Never having a reason to consider the movements of spies before this, Khyte replied, “I would assume they travel the safer, intelligent way: by Baugn.”
“That’s too indirect, and too slow.”
“Alfyrian ladders are fast, but I don’t like Alfyrian odds. I can count on one hand the travelers killed by Baugn, while elves send ten messengers by ladder when they want one to reach their destination.”
“That’s not my Khyte,” said Eurilda.
“A giantess taught me caution,” retorted Khyte. “Speaking of pointless lectures, what about the catacombs?”
“While that was once our best plan, you trusted to dumb luck and brute strength.”
In the distance, a confused mass of stone and glass shot upward to a dizzying height from the one-story goblin city, and between it and them was a barrier formed by agricultural businesses. While they reeked of offal and manure, Khyte soon realized they were pushed near this bizarre architectural eyesore because they too offended the aesthetic sensibilities of tourists and goblin lords.
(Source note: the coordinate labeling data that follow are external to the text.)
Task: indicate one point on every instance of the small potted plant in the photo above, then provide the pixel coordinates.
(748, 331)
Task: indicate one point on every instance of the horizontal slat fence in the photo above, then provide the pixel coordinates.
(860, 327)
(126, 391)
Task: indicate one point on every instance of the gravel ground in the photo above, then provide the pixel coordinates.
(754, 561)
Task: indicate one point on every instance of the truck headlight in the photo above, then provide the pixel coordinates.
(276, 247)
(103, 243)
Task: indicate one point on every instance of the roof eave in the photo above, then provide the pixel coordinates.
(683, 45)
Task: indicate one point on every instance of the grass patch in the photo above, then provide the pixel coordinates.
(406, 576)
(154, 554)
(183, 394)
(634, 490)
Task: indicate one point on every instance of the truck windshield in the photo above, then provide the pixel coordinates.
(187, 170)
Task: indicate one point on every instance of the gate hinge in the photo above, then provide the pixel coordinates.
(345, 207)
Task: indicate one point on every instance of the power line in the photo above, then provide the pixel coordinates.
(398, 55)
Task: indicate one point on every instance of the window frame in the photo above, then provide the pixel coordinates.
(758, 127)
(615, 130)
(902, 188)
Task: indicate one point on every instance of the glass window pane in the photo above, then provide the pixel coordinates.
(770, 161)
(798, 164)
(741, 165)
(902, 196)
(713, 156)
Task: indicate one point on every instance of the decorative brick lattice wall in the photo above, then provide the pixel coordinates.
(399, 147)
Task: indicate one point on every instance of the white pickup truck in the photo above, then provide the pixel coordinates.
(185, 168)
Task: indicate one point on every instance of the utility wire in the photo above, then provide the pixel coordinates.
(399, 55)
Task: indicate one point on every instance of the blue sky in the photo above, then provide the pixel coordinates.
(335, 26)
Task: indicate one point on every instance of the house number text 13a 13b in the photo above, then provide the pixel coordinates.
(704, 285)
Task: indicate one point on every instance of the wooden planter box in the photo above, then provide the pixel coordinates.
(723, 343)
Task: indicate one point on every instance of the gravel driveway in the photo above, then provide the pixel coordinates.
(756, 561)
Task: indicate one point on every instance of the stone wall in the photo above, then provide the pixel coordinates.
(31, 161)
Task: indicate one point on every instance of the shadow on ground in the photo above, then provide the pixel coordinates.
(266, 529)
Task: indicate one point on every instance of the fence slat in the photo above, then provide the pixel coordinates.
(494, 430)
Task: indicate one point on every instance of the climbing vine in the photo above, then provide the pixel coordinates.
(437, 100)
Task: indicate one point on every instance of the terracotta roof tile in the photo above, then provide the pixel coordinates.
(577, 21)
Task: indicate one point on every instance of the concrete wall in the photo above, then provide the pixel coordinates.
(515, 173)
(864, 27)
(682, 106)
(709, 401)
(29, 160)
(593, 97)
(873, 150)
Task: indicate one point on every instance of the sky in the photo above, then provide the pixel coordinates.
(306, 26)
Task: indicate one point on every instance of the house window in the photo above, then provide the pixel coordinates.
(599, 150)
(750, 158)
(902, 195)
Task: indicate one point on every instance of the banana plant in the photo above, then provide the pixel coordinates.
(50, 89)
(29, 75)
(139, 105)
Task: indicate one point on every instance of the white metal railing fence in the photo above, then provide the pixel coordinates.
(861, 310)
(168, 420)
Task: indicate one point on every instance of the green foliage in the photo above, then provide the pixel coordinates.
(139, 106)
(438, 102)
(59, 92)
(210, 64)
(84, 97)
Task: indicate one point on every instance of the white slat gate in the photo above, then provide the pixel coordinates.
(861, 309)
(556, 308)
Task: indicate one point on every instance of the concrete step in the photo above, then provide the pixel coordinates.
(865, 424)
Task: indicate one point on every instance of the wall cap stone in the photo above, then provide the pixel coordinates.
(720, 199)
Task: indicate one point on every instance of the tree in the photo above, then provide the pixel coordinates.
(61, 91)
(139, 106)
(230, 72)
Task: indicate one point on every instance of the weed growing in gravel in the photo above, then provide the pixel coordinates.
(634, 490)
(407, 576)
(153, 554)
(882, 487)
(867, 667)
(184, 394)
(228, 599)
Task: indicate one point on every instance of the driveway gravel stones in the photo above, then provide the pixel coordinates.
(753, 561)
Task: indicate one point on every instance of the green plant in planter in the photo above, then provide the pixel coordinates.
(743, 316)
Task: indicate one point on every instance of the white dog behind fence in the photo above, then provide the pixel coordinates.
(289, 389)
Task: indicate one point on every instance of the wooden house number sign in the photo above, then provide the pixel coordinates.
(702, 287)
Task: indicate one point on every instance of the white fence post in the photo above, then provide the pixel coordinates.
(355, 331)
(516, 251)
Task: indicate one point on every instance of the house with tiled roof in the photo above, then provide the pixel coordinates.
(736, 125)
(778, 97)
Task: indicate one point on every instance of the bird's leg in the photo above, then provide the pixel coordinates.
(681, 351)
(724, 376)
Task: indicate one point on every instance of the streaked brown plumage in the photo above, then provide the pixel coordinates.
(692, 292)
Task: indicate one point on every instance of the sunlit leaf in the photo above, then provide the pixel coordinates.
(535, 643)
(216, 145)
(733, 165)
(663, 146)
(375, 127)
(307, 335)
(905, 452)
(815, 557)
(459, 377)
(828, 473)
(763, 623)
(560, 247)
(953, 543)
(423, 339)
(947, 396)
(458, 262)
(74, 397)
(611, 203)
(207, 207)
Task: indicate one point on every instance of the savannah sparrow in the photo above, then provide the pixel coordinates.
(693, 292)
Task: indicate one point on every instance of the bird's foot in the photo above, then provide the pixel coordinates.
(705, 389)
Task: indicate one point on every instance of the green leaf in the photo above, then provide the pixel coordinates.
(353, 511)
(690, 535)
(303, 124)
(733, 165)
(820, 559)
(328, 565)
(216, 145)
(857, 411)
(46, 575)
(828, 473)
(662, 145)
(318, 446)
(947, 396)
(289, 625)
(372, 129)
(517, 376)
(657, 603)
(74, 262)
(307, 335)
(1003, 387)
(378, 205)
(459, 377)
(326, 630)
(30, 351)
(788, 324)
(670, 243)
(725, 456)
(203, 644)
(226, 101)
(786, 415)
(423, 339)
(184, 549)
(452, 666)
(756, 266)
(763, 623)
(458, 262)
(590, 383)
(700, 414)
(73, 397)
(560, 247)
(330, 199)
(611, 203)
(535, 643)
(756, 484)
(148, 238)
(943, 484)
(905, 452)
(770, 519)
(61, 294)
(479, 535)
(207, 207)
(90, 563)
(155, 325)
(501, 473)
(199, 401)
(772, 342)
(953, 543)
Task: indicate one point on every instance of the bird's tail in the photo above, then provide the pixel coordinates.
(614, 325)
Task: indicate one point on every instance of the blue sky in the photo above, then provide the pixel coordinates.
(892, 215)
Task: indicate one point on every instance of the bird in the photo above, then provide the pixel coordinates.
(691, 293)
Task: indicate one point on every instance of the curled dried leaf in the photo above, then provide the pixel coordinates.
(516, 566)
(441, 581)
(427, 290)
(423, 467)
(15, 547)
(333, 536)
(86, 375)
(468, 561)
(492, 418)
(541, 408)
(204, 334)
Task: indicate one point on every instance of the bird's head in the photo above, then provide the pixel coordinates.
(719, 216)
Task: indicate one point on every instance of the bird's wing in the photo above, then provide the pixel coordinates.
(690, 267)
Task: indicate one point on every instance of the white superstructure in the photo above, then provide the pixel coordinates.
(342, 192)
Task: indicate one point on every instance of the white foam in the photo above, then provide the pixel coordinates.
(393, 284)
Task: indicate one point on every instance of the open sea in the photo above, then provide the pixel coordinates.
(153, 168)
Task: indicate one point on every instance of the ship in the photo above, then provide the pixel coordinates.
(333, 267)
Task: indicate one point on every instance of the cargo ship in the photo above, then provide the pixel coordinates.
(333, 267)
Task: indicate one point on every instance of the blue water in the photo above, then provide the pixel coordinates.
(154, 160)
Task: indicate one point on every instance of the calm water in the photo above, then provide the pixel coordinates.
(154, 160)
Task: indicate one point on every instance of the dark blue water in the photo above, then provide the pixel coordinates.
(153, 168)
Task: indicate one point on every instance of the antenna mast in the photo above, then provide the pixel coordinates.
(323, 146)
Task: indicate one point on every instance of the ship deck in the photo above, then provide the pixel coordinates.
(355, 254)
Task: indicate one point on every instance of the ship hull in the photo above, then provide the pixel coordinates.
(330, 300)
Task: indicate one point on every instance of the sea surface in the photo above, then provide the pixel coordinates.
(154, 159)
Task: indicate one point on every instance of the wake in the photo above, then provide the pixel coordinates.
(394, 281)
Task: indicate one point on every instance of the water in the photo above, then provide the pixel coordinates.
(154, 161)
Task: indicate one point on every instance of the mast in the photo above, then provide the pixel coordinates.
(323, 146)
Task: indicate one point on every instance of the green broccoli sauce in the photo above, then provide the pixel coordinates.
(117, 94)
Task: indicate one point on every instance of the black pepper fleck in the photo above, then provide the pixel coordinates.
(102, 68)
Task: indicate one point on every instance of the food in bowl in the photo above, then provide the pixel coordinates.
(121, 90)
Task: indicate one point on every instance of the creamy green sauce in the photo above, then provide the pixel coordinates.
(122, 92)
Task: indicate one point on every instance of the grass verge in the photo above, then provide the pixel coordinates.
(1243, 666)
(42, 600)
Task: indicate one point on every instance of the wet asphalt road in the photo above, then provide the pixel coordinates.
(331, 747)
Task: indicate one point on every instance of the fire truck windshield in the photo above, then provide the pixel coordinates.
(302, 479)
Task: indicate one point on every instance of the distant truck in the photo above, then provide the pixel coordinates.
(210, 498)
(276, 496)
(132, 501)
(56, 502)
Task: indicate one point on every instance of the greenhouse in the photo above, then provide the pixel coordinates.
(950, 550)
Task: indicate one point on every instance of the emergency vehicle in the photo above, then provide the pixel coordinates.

Not that the kennels were that unsightly, although the utreboq, which goblins domesticated as guards and for companionship, compared unfavorably to the hounds and cats of his world. They were not unlike cuddly cockroaches, with furry bodies resting on six spindly legs that scurried any direction they wanted, as if they moved on rollers, and kittens’ heads topping gangly necks that spun full circle, so that even their owners had a hard time telling back from front.
While the kembir were only slightly more grotesque than the boars of Hravak, they produced manure as if they were paid to do it, and the signs of their industry were swept in gargantuan heaps, aside from the muck splattered in the steet.